Okay, so I'm a Bad Mother. Not entirely, The Daughter's school lunch is made, her clothes for her first day back at school are laid out (with clean knickers), all her stationery has been purchased (even the 10 toilet rolls that were on the list, although The Armpit thought it a bright idea to distribute those around the house) - hell, I've even chosen and set aside, next to her hairbrush, which clips and hairbands she'll be wearing. And it must be noted that she was fed, bathed, story read, and fast asleep before the clock struck 7.30. That's pretty effing good going.
It's just the one thing I forgot. You see, apparently it's important that children have bags in which to place things like lunch (made), change of clothes (clean, ironed, selected, placed on bed), sunblock (left over from holiday, although has her name written on it) and sunhat (a styling one it is too).

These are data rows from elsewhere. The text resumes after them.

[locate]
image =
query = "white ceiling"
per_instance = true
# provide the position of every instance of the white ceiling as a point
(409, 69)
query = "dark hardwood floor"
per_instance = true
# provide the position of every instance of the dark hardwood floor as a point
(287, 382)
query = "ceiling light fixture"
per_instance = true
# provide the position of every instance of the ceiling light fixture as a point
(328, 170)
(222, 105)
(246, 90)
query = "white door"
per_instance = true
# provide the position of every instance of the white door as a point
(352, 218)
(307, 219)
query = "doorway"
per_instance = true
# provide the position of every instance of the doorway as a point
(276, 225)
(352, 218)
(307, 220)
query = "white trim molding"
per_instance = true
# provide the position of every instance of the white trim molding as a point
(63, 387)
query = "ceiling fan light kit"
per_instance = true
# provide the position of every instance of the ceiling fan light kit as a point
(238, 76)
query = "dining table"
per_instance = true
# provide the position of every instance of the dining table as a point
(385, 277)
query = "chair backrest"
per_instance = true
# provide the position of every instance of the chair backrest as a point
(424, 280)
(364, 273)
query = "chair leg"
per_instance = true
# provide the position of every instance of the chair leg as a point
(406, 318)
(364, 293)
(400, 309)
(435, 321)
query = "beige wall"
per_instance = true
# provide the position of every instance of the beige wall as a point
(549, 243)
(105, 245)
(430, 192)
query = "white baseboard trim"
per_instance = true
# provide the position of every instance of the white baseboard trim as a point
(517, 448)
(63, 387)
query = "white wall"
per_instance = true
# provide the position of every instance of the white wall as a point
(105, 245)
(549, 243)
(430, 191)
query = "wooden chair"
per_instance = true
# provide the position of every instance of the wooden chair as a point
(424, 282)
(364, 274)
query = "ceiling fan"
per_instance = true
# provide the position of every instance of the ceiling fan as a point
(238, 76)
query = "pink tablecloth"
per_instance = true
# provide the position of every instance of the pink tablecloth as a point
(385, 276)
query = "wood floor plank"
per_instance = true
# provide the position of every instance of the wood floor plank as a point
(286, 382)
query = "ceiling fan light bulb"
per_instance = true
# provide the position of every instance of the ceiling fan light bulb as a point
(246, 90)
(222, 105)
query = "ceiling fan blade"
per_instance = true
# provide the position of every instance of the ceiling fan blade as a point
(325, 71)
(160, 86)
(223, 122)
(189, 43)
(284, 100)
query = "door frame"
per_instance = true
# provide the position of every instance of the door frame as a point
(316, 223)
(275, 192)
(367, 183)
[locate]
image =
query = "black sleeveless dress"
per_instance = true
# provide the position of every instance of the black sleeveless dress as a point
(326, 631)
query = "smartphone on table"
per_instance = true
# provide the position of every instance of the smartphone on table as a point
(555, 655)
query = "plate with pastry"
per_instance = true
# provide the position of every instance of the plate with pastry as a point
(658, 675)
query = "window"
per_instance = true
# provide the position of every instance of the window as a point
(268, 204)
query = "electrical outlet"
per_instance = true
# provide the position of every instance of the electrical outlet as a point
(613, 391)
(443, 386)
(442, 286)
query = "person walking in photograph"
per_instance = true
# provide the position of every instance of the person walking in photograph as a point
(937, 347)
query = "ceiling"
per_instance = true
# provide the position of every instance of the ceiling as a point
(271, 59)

It's not that I am The World's Absolutely Worst Mother Ever, but I just didn't think. She has in the vicinity of 43 million school bags at our home. But we're not at our home, are we? Nope. We're babysitting Grandpa (fat lot of good we're doing there - I was so excited that The Daughter went to bed on time, and that my blog has had 3 000 hits, that I opened up a beer, and chased it down with two more so he had to cook.).
The Home of the Parental Unit is my dumping ground. There are more of my belongings in spare room cupboards and drawers than in my actual home. So I thought, "Hmmmmm ... the chances are high that there's a school bag of The Daughter's floating around here".
Well, I was wrong. But I did happen upon some Memory Lane clothing that, if I kept hidden from the world, would feel like a dirty secret. It is dirty. But having this knowledge on my own is killing me. Have a heart, read on.
Look at these peaches I found:
I wore the ACDC shirt. OFTEN.
Stop judging. I know you owned mustard jeans. Or wore three-quarter straight leg pants with XL sized floral button up shirts when you were actually a size XS. I know you did it, okay?
I would like to go and develop a tik habit now to deal with this mortification.